No matter whether you are JDK or Linux, I Netty sit firmly on the Diaoyutai

Hello, my name is yes.

Today's discussion is also an old-fashioned problem: the empty polling bug of the JDK Selector.

Today, let's take a brief look. This thing can be traced back to 2006, and based on this bug, we will spread it out to see what inspiration it can give us.

trace back

Haven't I been writing the Netty series recently? I want to talk about Netty, but if you have seen relevant information on the Internet, it will definitely mention the bug of JDK NIO empty polling under Linux system, which is to call Selector.select(timeout) , even if no event occurs, it will not block the timeout time, but return immediately, such an empty polling causes the CPU to 100%.

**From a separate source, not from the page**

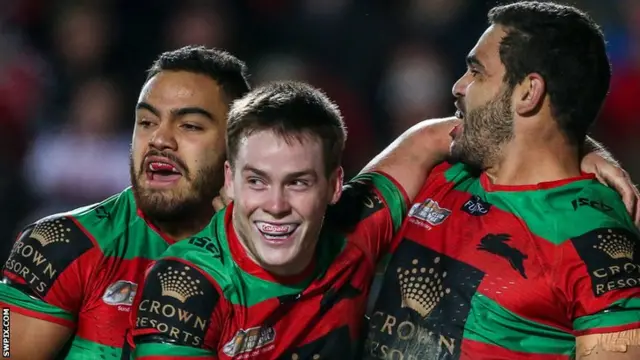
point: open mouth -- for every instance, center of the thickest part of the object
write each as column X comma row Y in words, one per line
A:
column 162, row 170
column 276, row 232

I will tell you the general reason for this bug: the connection is suddenly interrupted, poll and epoll will be awakened by POLLHUP or POLLERR events, so the Selector will be awakened, but the JDK Selector has no events (JDK only defines CONNECT, READ, WRITE) , ACCEPT these events) need to be dealt with?

Then it loops again... no events to process, then loops again... no events to process, then loops again...

So back and forth, empty polling makes the CPU 100%.

This bug is really an old calendar . I checked the JDK's bug library. I haven't mentioned any related bugs since March 2013. According to the official statement, it is also related to the Linux version. So far, there should be no such problem. ? (I'm not sure).

Let's review the history of the bug library.

I checked the earliest mention of Selector (the bottom layer is poll or epoll) will not block the BUG in Linux on March 24, 2006.

It can be seen that the date of this Resolved is a bit long. It took a year, that is, in 2007 mentioned in 2006, to say that it was repaired, but a solution was given that day:


The solution is simple and rude, that is, delete the Selector that does not block the ventilation, and then create a new one to replace it. (sometimes simple and crude is best)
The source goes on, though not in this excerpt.